High-risk HPV may increase chances of second malignancy in oral cancer

By Sarah Guy

The proportion of oral squamous cell carcinoma (OSCC) patients infected with the human papillomavirus (HPV) could be around a third, with high-risk versions of the virus accounting for almost three-quarters of those affected, indicate Taiwanese study results.

The findings also show that patients with the high-risk HPV variant HPV-18 were significantly more likely to develop secondary malignancies than their counterparts without this variant.

The small number of participants means the results require confirmation in a larger study, say the researchers. However, the results suggest that "infection with high-risk type HPV-18 plays an important role on the occurrence of second primary tumors in OSCC", they add, in Oral Diseases.

Ann-Joy Cheng (Chang Gung University, Taoyuan, Taiwan) and colleagues investigated the effect of tumor HPV status in 103 surgical patients with early-stage oral cavity cancer who were aged a mean of 49 years.

Participants' tumor tissues were analyzed for presence of 38 types of HPV, and the researchers found that 30.1% of the cohort was positive for at least one type of the infection. Indeed, the most frequent subtypes were HPV 16 and 18, at 51.6% and 22.6%, respectively, both of which are considered to have high carcinogenic risk.

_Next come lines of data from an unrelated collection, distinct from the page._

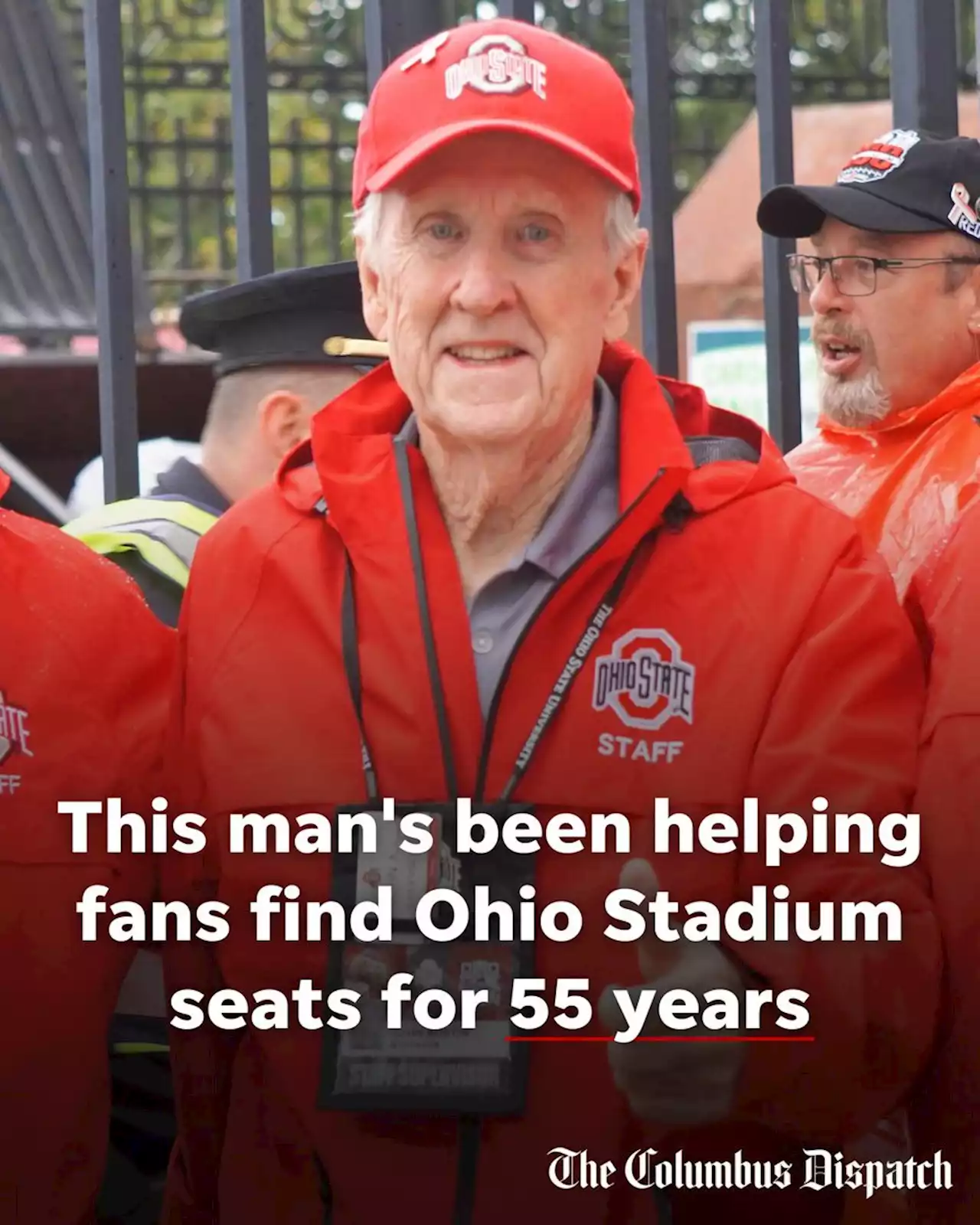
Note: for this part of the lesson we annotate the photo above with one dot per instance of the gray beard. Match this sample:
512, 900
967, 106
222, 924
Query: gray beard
854, 403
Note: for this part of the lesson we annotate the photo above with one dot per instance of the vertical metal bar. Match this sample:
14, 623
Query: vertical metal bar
649, 79
775, 104
247, 57
112, 248
923, 42
977, 38
392, 26
521, 10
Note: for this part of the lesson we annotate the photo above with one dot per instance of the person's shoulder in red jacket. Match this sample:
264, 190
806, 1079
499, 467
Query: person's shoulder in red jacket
949, 1102
83, 690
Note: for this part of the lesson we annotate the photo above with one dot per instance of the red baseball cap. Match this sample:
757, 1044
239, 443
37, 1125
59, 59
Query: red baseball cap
496, 75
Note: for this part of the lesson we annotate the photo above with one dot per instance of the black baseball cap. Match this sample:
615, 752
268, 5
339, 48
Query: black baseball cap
902, 183
299, 316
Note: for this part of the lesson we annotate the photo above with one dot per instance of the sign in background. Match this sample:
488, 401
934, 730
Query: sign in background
728, 359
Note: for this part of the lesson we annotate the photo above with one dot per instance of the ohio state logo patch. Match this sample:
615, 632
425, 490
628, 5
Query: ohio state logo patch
645, 680
14, 734
880, 157
496, 64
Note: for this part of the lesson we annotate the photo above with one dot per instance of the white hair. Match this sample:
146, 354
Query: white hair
622, 226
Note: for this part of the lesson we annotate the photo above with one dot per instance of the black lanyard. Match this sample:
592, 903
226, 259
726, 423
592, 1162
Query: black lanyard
469, 1126
557, 698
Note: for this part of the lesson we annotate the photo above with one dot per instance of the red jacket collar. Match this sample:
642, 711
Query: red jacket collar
352, 439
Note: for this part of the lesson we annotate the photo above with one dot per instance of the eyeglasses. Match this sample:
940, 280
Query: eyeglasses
855, 276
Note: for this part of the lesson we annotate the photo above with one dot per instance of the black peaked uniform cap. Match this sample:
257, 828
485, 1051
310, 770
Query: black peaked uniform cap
300, 316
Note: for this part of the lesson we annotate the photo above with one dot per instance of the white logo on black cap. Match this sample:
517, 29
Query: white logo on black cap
963, 214
875, 161
496, 64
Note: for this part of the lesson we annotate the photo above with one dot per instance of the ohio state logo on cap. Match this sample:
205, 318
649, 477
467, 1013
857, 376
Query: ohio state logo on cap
496, 64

Cheng and co-workers report that 33.3% of tongue and 22.7% of buccal cancers in the cohort were positive for HPV, but that HPV positivity was not significantly associated with patients' gender, tumor subsite, tumor stage, or tumor cell differentiation.

Furthermore, HPV prevalence was not significantly higher among patients who reported a history of cigarette smoking, alcohol drinking, or areca quid chewing (chewing of betel, the leaf of a vine belonging to the piperaceae family) - all known OSCC risk factors - suggesting that HPV infection may combine with other variables in the carcinogenesis of OSCC, write Cheng et al.

A total of 12 patients developed second primary tumors after surgery, including cancers of the soft palate, mouth floor, lower gum, and esophagus, during the median 41-month follow up.

And while HPV infection showed no association with the occurrence of second primary cancers, the occurrence of a secondary cancer was significantly associated with HPV 18 infection. Of the seven patients with HPV-18, three developed a second primary tumor. Moreover, say the researchers, these patients possessed the same HPV subtype in their secondary tumor.

"This result supports the theory of field cancerization that the occurrence of first and second primary tumors may associate with common etiology," the authors remark.